Regex: Backreferences do not work inside quantifiers?

Discussion in 'Perl Misc' started by Wolfgang Thomas, Mar 7, 2006.

  1. I have a line of the following format:
    string length followed by colon followed by the actual
    string.
    To extract the string with the correct length I use the
    following regular expression:

    my $s = "3:abcd";
    $s =~ /([\d]+):(.{\1})/;
    print "$1\n";
    print "$2\n";


    However this does not match. Neither $1 nor $2 become
    defined. If I replace \1 with 3 it works as expected,
    I get 3 in $1 and "abc" in $2.

    I have studied the "Perl Programming" book and
    the active perl regex documentation, but could not
    find a restriction that backreferences must not be
    used inside quantifiers.

    What am I doing wrong?
     
    Wolfgang Thomas, Mar 7, 2006
    #1
    1. Advertising

  2. Wolfgang Thomas wrote:
    > I have a line of the following format:
    > string length followed by colon followed by the actual
    > string.
    > To extract the string with the correct length I use the
    > following regular expression:
    >
    > my $s = "3:abcd";
    > $s =~ /([\d]+):(.{\1})/;
    > print "$1\n";
    > print "$2\n";
    >
    >
    > However this does not match. Neither $1 nor $2 become
    > defined. If I replace \1 with 3 it works as expected,
    > I get 3 in $1 and "abc" in $2.
    >
    > I have studied the "Perl Programming" book and
    > the active perl regex documentation, but could not
    > find a restriction that backreferences must not be
    > used inside quantifiers.



    i haven't studied this yet, but are you sure regexes are the best tool
    for what you're doing?
     
    it_says_BALLS_on_your forehead, Mar 7, 2006
    #2
    1. Advertising

  3. it_says_BALLS_on_your forehead wrote:
    > Wolfgang Thomas wrote:
    >> I have a line of the following format:
    >> string length followed by colon followed by the actual
    >> string.
    >> To extract the string with the correct length I use the
    >> following regular expression:


    >
    > i haven't studied this yet, but are you sure regexes are the best tool
    > for what you're doing?
    >


    Maybe not, but still I wonder why it does not work.
     
    Wolfgang Thomas, Mar 7, 2006
    #3
  4. Wolfgang Thomas <> wrote in news:dukl07$lhr$01$1
    @news.t-online.com:

    > I have a line of the following format:
    > string length followed by colon followed by the actual
    > string.
    > To extract the string with the correct length I use the
    > following regular expression:
    >
    > my $s = "3:abcd";
    > $s =~ /([\d]+):(.{\1})/;


    Where did you get the notion that backreferences could be used in this
    way?

    ....

    > What am I doing wrong?


    You are using regular expressions to solve a problem to which they are
    ill-suited.

    Important question: What do you want to do if the string to the right of
    the colon is shorter than the length specified?

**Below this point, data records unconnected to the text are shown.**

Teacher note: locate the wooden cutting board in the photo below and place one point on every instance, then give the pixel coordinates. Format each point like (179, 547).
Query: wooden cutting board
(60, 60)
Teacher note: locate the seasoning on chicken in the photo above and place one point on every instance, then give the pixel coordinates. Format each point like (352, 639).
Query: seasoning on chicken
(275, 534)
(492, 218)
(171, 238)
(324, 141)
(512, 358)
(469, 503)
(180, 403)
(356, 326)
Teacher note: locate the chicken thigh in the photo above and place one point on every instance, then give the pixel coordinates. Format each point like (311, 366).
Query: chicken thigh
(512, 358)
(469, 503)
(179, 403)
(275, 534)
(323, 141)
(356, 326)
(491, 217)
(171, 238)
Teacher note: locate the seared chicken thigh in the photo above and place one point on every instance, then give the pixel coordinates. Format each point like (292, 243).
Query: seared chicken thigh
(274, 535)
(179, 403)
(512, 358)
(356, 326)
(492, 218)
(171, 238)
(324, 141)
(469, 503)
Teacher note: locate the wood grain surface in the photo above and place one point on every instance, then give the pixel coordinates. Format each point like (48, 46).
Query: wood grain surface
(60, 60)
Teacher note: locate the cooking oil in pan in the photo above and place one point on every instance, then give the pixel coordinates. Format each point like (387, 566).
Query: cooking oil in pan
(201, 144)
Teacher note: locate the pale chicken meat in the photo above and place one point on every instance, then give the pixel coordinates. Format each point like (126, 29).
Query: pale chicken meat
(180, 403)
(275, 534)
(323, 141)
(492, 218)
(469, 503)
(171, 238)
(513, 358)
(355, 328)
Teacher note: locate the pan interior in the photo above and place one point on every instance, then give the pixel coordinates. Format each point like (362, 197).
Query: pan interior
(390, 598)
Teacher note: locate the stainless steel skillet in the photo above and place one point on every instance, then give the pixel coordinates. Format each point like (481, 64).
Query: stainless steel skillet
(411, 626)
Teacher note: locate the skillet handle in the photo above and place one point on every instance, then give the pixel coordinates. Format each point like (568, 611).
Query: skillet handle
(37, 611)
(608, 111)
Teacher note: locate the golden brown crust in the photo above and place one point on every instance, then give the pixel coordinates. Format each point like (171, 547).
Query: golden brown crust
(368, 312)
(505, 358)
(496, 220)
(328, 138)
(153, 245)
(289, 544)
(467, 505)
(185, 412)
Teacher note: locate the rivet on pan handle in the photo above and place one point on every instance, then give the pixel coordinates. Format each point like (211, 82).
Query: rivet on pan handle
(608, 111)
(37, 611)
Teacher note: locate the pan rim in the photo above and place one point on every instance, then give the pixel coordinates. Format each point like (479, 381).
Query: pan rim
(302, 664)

    Your attempted use of .{\1} means you want the match to fail in that
    case. I don't know if this matters.

    #!/usr/bin/perl

    use strict;
    use warnings;

    while ( <DATA> ) {
    chomp;
    next unless length;
    my $length = 0 + substr $_, 0, index($_, ':');
    my $string = substr $_, 1 + index($_, ':'), $length;
    print "Length = $length\nString = $string\n";
    }


    __DATA__
    3:abcd
    10:012345689
    3:abc
    5:aaa



    --
    A. Sinan Unur <>
    (reverse each component and remove .invalid for email address)

    comp.lang.perl.misc guidelines on the WWW:
    http://mail.augustmail.com/~tadmc/clpmisc/clpmisc_guidelines.html
     
    A. Sinan Unur, Mar 7, 2006
    #4
  5. Wolfgang Thomas

    Matt Garrish Guest

    "Wolfgang Thomas" <> wrote in message
    news:dukl07$lhr$01$-online.com...
    >I have a line of the following format:
    > string length followed by colon followed by the actual
    > string.


    So why aren't you using split and substr?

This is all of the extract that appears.